While presently there are no specific regulations governing the various fractional ownership models, there are regulations attracted to:

  • Pooling of investments by multiple investors for a particular purpose;
  • FOPs acting as real estate agents; and
  • The stamp duty and registration requirements for ownership of immovable property.

Some implications are discussed below.

Due diligence. As potential investors will make decisions based on an FOP’s disclosures and diligences, it is extremely important for investors to understand the diligence procedure, outcomes and implications, and any title-related issues. If possible, they should conduct an independent search on the property’s title and marketability. Similarly, the property’s valuation and the adopted methodology would also be very important. As the sector is currently unregulated, there is no written standard of diligence, title and care imposed on FOPs. Investors need to proceed with caution.

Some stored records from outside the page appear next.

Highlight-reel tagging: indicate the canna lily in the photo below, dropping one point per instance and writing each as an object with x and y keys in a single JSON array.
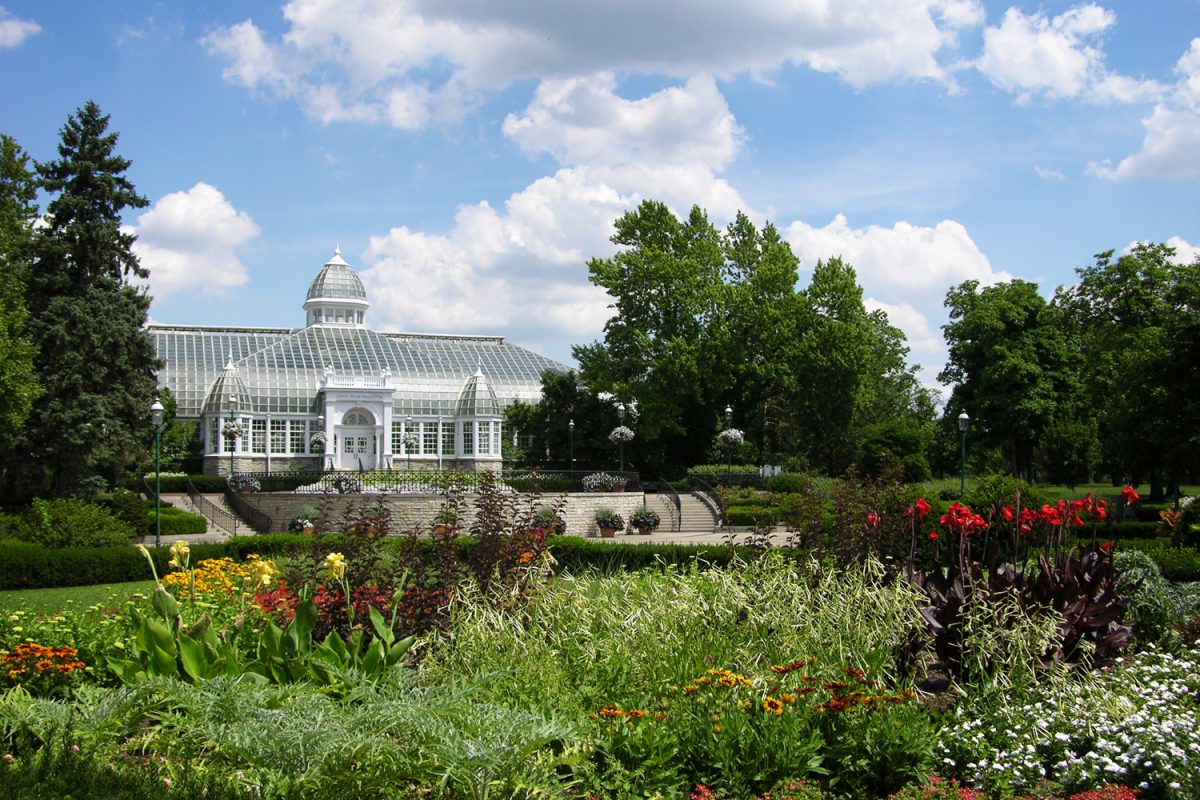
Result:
[{"x": 334, "y": 566}]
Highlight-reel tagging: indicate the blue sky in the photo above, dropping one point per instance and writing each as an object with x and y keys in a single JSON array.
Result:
[{"x": 471, "y": 156}]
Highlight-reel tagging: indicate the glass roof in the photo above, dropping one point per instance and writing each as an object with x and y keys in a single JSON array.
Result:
[{"x": 281, "y": 370}]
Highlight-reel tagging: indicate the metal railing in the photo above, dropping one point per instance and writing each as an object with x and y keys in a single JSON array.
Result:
[
  {"x": 215, "y": 513},
  {"x": 255, "y": 518},
  {"x": 436, "y": 481},
  {"x": 733, "y": 480},
  {"x": 673, "y": 504},
  {"x": 709, "y": 494}
]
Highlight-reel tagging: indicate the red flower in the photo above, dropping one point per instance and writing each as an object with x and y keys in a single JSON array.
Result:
[{"x": 922, "y": 507}]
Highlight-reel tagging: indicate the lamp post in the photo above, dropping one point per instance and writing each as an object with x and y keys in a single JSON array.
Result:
[
  {"x": 233, "y": 420},
  {"x": 621, "y": 445},
  {"x": 156, "y": 421},
  {"x": 729, "y": 446},
  {"x": 964, "y": 422},
  {"x": 324, "y": 445}
]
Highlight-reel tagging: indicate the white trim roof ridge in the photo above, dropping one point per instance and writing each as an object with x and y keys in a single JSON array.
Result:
[
  {"x": 473, "y": 337},
  {"x": 221, "y": 329}
]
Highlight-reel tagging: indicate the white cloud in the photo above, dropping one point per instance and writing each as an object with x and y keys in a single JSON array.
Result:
[
  {"x": 189, "y": 239},
  {"x": 906, "y": 268},
  {"x": 1057, "y": 58},
  {"x": 906, "y": 262},
  {"x": 519, "y": 270},
  {"x": 1171, "y": 146},
  {"x": 13, "y": 31},
  {"x": 413, "y": 61},
  {"x": 582, "y": 120},
  {"x": 923, "y": 338},
  {"x": 1185, "y": 251}
]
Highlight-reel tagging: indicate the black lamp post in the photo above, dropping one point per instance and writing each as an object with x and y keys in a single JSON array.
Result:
[
  {"x": 964, "y": 422},
  {"x": 729, "y": 445},
  {"x": 156, "y": 421},
  {"x": 621, "y": 445},
  {"x": 233, "y": 437}
]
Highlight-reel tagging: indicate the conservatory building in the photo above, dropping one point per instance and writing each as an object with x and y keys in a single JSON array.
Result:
[{"x": 336, "y": 395}]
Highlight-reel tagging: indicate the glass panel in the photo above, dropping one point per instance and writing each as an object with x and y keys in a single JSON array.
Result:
[
  {"x": 279, "y": 435},
  {"x": 485, "y": 438},
  {"x": 295, "y": 435}
]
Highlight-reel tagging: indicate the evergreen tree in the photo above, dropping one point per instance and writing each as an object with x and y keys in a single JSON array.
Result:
[
  {"x": 18, "y": 382},
  {"x": 96, "y": 361}
]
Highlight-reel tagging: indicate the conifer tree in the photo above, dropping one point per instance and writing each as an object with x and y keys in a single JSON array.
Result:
[
  {"x": 18, "y": 383},
  {"x": 96, "y": 361}
]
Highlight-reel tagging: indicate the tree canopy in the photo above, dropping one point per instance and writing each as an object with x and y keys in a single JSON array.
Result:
[
  {"x": 707, "y": 319},
  {"x": 95, "y": 362}
]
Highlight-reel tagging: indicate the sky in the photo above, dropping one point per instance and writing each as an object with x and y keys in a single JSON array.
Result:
[{"x": 469, "y": 156}]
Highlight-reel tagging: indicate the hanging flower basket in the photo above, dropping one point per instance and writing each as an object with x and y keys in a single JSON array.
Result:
[
  {"x": 731, "y": 437},
  {"x": 621, "y": 434},
  {"x": 604, "y": 482}
]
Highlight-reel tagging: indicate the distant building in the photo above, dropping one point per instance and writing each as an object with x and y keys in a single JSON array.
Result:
[{"x": 339, "y": 395}]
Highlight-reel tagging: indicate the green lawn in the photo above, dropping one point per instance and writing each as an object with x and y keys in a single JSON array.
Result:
[{"x": 43, "y": 601}]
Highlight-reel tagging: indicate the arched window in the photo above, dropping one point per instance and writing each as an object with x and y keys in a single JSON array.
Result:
[{"x": 359, "y": 417}]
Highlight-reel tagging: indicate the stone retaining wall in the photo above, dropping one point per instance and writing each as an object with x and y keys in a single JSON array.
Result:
[{"x": 420, "y": 510}]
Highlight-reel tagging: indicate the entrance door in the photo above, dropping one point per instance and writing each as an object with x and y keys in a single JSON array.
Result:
[{"x": 357, "y": 441}]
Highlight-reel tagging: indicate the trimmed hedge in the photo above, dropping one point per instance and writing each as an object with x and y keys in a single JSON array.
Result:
[
  {"x": 177, "y": 522},
  {"x": 1180, "y": 564}
]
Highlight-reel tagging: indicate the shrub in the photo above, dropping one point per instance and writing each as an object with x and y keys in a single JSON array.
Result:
[
  {"x": 73, "y": 523},
  {"x": 1175, "y": 563},
  {"x": 786, "y": 482},
  {"x": 177, "y": 522},
  {"x": 999, "y": 489},
  {"x": 130, "y": 507}
]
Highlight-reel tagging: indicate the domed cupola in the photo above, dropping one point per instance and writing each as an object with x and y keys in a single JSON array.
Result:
[
  {"x": 477, "y": 398},
  {"x": 336, "y": 295},
  {"x": 228, "y": 395}
]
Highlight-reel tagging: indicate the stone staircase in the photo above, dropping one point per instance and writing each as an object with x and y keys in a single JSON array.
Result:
[{"x": 694, "y": 513}]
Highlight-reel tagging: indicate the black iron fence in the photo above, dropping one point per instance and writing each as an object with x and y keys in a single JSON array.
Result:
[{"x": 432, "y": 481}]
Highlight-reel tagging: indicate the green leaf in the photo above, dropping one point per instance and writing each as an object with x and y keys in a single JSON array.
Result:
[
  {"x": 193, "y": 656},
  {"x": 165, "y": 603}
]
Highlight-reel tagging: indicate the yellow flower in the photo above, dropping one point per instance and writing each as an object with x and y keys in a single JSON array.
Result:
[
  {"x": 334, "y": 566},
  {"x": 179, "y": 555}
]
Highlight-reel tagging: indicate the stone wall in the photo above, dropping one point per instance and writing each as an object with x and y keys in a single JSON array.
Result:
[{"x": 420, "y": 510}]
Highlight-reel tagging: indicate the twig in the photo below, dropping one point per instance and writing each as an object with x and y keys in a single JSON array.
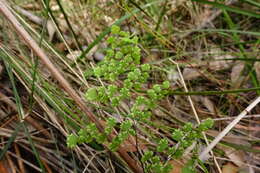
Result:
[
  {"x": 228, "y": 128},
  {"x": 4, "y": 9}
]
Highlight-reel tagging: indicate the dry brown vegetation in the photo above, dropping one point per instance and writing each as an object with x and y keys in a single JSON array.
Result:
[{"x": 209, "y": 53}]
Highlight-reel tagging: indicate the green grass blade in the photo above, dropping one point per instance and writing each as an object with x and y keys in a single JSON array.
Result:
[
  {"x": 107, "y": 30},
  {"x": 254, "y": 3},
  {"x": 205, "y": 93},
  {"x": 10, "y": 140},
  {"x": 228, "y": 31}
]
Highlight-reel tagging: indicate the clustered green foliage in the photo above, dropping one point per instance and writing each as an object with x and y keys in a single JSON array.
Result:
[{"x": 122, "y": 61}]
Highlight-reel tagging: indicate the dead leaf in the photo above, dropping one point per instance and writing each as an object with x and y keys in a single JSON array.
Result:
[
  {"x": 177, "y": 166},
  {"x": 236, "y": 72},
  {"x": 4, "y": 166},
  {"x": 257, "y": 69},
  {"x": 219, "y": 64},
  {"x": 236, "y": 156},
  {"x": 51, "y": 29},
  {"x": 190, "y": 73},
  {"x": 208, "y": 104},
  {"x": 73, "y": 55},
  {"x": 230, "y": 168}
]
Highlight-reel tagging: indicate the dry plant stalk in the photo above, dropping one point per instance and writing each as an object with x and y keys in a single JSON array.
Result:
[
  {"x": 203, "y": 155},
  {"x": 4, "y": 9}
]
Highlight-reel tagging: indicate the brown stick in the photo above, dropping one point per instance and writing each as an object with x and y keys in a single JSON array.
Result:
[{"x": 4, "y": 8}]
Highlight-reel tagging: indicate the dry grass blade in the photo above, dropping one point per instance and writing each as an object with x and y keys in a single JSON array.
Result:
[
  {"x": 203, "y": 155},
  {"x": 57, "y": 75}
]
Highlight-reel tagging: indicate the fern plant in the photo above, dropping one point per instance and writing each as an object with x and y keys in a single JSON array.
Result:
[{"x": 122, "y": 63}]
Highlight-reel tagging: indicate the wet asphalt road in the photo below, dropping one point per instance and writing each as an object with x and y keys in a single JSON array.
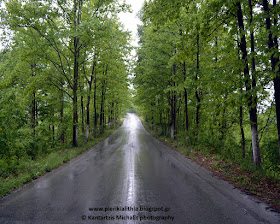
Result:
[{"x": 136, "y": 179}]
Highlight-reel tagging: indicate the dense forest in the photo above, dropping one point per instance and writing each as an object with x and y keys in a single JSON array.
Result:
[
  {"x": 207, "y": 74},
  {"x": 63, "y": 71}
]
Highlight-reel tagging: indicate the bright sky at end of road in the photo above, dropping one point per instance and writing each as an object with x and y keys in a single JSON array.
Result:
[{"x": 130, "y": 20}]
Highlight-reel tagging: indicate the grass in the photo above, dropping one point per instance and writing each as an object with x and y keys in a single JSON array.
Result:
[
  {"x": 32, "y": 169},
  {"x": 253, "y": 180}
]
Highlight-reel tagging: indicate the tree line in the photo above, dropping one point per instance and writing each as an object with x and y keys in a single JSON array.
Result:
[
  {"x": 63, "y": 71},
  {"x": 208, "y": 73}
]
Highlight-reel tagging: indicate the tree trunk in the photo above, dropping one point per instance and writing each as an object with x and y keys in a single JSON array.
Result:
[
  {"x": 62, "y": 117},
  {"x": 83, "y": 117},
  {"x": 76, "y": 53},
  {"x": 273, "y": 46},
  {"x": 95, "y": 109},
  {"x": 252, "y": 108},
  {"x": 186, "y": 103},
  {"x": 197, "y": 94}
]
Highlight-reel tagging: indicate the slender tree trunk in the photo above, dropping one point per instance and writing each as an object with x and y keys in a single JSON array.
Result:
[
  {"x": 77, "y": 21},
  {"x": 33, "y": 105},
  {"x": 88, "y": 118},
  {"x": 197, "y": 94},
  {"x": 62, "y": 117},
  {"x": 273, "y": 46},
  {"x": 242, "y": 131},
  {"x": 83, "y": 117},
  {"x": 95, "y": 108},
  {"x": 252, "y": 108},
  {"x": 186, "y": 103}
]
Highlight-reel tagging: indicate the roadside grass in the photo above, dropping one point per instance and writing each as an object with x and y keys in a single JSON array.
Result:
[
  {"x": 257, "y": 181},
  {"x": 29, "y": 169}
]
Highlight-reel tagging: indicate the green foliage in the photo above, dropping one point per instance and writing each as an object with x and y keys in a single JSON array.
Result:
[
  {"x": 190, "y": 69},
  {"x": 46, "y": 43}
]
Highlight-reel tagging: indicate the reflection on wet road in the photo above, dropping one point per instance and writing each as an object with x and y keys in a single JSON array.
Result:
[{"x": 132, "y": 178}]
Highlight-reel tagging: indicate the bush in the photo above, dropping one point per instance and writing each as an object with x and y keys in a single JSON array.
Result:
[{"x": 4, "y": 169}]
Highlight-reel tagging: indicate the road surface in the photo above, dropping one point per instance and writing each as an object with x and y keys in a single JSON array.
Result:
[{"x": 132, "y": 178}]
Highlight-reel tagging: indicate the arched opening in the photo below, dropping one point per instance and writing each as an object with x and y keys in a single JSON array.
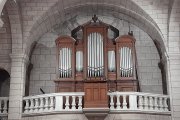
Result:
[{"x": 4, "y": 83}]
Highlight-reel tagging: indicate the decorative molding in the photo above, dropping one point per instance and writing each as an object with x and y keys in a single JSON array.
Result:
[
  {"x": 1, "y": 23},
  {"x": 25, "y": 57}
]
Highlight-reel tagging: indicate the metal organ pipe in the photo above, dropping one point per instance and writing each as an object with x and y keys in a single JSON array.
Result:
[
  {"x": 126, "y": 66},
  {"x": 95, "y": 55},
  {"x": 65, "y": 63}
]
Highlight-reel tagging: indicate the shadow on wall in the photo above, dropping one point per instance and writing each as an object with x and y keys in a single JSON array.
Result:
[{"x": 4, "y": 83}]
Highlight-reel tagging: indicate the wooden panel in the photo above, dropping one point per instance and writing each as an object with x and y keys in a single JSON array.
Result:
[{"x": 95, "y": 95}]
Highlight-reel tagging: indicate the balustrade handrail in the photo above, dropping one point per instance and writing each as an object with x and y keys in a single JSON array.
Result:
[
  {"x": 4, "y": 98},
  {"x": 139, "y": 101},
  {"x": 54, "y": 94},
  {"x": 53, "y": 102},
  {"x": 138, "y": 93}
]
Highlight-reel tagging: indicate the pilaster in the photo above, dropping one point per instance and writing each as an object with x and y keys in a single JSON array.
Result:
[{"x": 17, "y": 85}]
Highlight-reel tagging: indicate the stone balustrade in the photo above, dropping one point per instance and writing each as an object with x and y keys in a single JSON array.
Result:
[
  {"x": 54, "y": 102},
  {"x": 137, "y": 101},
  {"x": 4, "y": 106}
]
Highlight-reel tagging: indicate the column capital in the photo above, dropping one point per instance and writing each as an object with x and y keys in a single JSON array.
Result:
[
  {"x": 173, "y": 55},
  {"x": 24, "y": 57}
]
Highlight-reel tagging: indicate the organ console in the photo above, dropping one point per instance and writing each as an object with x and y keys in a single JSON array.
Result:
[{"x": 92, "y": 61}]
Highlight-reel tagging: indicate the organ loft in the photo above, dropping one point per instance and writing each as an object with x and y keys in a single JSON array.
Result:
[{"x": 94, "y": 60}]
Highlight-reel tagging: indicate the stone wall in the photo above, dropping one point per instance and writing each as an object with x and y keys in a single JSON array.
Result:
[{"x": 5, "y": 50}]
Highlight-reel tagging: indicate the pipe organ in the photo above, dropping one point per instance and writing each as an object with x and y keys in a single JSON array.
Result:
[
  {"x": 96, "y": 62},
  {"x": 95, "y": 55}
]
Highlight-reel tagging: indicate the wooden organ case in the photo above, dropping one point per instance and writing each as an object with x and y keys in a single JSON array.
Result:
[{"x": 96, "y": 60}]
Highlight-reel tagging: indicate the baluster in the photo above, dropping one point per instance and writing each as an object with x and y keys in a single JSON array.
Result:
[
  {"x": 146, "y": 102},
  {"x": 36, "y": 107},
  {"x": 46, "y": 104},
  {"x": 155, "y": 103},
  {"x": 118, "y": 102},
  {"x": 161, "y": 104},
  {"x": 166, "y": 104},
  {"x": 132, "y": 102},
  {"x": 124, "y": 102},
  {"x": 80, "y": 103},
  {"x": 111, "y": 102},
  {"x": 51, "y": 103},
  {"x": 67, "y": 103},
  {"x": 0, "y": 105},
  {"x": 41, "y": 105},
  {"x": 73, "y": 102},
  {"x": 26, "y": 108},
  {"x": 151, "y": 105},
  {"x": 32, "y": 105},
  {"x": 5, "y": 106},
  {"x": 141, "y": 101}
]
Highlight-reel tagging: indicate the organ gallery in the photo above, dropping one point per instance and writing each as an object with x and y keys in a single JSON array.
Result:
[{"x": 94, "y": 60}]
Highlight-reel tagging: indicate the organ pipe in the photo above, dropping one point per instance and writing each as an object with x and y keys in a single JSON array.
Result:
[
  {"x": 65, "y": 63},
  {"x": 95, "y": 55},
  {"x": 111, "y": 61},
  {"x": 79, "y": 61},
  {"x": 126, "y": 65}
]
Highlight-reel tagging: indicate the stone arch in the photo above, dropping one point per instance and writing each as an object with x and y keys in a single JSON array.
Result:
[
  {"x": 120, "y": 9},
  {"x": 60, "y": 14},
  {"x": 4, "y": 83}
]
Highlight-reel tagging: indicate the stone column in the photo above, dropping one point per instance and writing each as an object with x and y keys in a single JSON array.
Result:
[
  {"x": 174, "y": 84},
  {"x": 17, "y": 85},
  {"x": 1, "y": 23}
]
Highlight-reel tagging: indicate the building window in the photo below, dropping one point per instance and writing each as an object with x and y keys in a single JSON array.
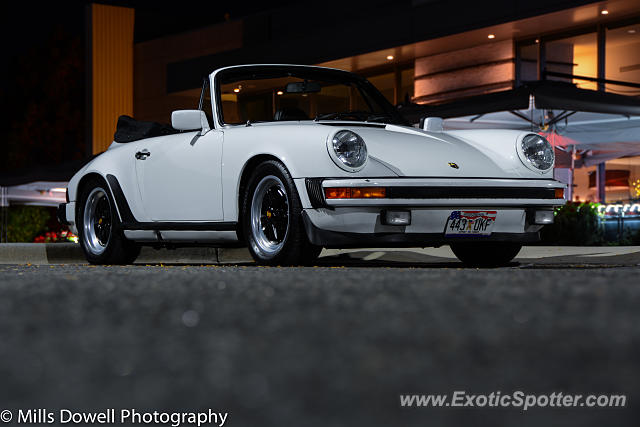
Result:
[
  {"x": 577, "y": 56},
  {"x": 622, "y": 59}
]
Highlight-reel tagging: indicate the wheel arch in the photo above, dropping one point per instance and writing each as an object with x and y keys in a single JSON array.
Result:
[
  {"x": 247, "y": 169},
  {"x": 122, "y": 208}
]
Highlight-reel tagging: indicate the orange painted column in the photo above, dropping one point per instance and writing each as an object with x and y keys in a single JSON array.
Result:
[{"x": 111, "y": 70}]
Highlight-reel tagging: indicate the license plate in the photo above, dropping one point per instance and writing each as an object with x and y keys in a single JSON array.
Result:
[{"x": 470, "y": 223}]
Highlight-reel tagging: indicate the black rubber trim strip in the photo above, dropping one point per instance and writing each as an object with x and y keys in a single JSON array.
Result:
[
  {"x": 315, "y": 192},
  {"x": 61, "y": 214},
  {"x": 126, "y": 216},
  {"x": 334, "y": 239},
  {"x": 181, "y": 226},
  {"x": 394, "y": 192},
  {"x": 129, "y": 222}
]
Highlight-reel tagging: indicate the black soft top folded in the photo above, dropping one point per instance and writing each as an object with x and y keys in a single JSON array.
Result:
[{"x": 130, "y": 129}]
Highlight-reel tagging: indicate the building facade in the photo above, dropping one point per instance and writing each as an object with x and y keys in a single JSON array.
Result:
[{"x": 420, "y": 51}]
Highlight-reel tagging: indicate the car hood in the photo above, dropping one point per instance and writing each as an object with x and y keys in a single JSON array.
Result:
[{"x": 414, "y": 152}]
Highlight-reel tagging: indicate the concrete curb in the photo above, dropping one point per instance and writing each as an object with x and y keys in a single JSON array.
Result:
[{"x": 71, "y": 253}]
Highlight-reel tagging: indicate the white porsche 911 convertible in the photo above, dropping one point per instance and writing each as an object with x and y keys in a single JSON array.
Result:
[{"x": 289, "y": 159}]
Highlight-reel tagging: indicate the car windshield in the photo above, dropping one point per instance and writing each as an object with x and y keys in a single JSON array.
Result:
[{"x": 299, "y": 93}]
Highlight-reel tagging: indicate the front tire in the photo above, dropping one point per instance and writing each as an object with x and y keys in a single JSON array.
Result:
[
  {"x": 272, "y": 218},
  {"x": 99, "y": 232},
  {"x": 486, "y": 254}
]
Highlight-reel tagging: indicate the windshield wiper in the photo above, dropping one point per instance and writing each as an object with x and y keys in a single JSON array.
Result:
[
  {"x": 358, "y": 115},
  {"x": 376, "y": 117}
]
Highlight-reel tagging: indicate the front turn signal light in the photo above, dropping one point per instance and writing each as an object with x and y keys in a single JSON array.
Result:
[{"x": 355, "y": 193}]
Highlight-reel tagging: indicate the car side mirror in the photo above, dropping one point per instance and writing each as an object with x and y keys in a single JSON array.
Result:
[
  {"x": 432, "y": 124},
  {"x": 189, "y": 120}
]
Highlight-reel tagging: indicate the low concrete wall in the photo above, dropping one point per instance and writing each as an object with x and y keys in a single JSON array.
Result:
[{"x": 71, "y": 253}]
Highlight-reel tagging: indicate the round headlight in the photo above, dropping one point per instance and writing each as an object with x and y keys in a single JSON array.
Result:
[
  {"x": 538, "y": 152},
  {"x": 349, "y": 149}
]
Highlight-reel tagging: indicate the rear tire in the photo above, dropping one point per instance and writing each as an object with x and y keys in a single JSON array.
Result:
[
  {"x": 272, "y": 218},
  {"x": 99, "y": 232},
  {"x": 486, "y": 254}
]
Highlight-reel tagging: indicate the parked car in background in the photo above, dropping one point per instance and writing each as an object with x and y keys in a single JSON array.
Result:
[{"x": 290, "y": 159}]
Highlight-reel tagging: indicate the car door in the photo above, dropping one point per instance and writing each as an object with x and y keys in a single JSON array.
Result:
[{"x": 179, "y": 176}]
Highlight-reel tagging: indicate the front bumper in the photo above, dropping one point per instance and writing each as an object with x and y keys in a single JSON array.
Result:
[
  {"x": 363, "y": 227},
  {"x": 467, "y": 192},
  {"x": 358, "y": 222}
]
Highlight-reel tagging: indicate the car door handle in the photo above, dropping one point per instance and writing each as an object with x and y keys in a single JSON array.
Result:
[{"x": 142, "y": 155}]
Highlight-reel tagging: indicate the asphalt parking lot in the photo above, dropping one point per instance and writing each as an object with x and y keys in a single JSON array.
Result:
[{"x": 332, "y": 345}]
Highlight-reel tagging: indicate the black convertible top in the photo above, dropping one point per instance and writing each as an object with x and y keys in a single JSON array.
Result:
[{"x": 130, "y": 129}]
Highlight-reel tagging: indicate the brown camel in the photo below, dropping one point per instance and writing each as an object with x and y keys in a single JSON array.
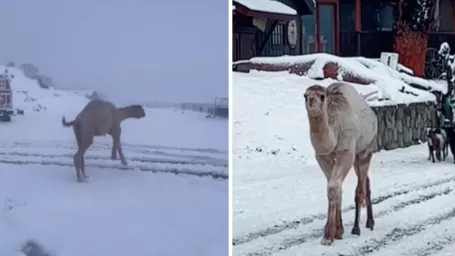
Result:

Regulatory uncertainty. While the SEBI has guidelines governing collective investment schemes and real estate investment trusts, which the authors will discuss later, these regulations do not cover the nuances of fractional ownership. This is especially so where investors propose to become co-owners of properties. Even the SEBI’s consultation paper has modified the very construct of fractional ownership by equating it with mutual funds. What is needed for fractional ownership is suitable modifications to the Transfer of Property Act, 1882, state stamp laws and registration laws that recognise the concept of fractional ownership, protect co-owners’ interests, and address the logistical and procedural issues of transferring fractional ownership.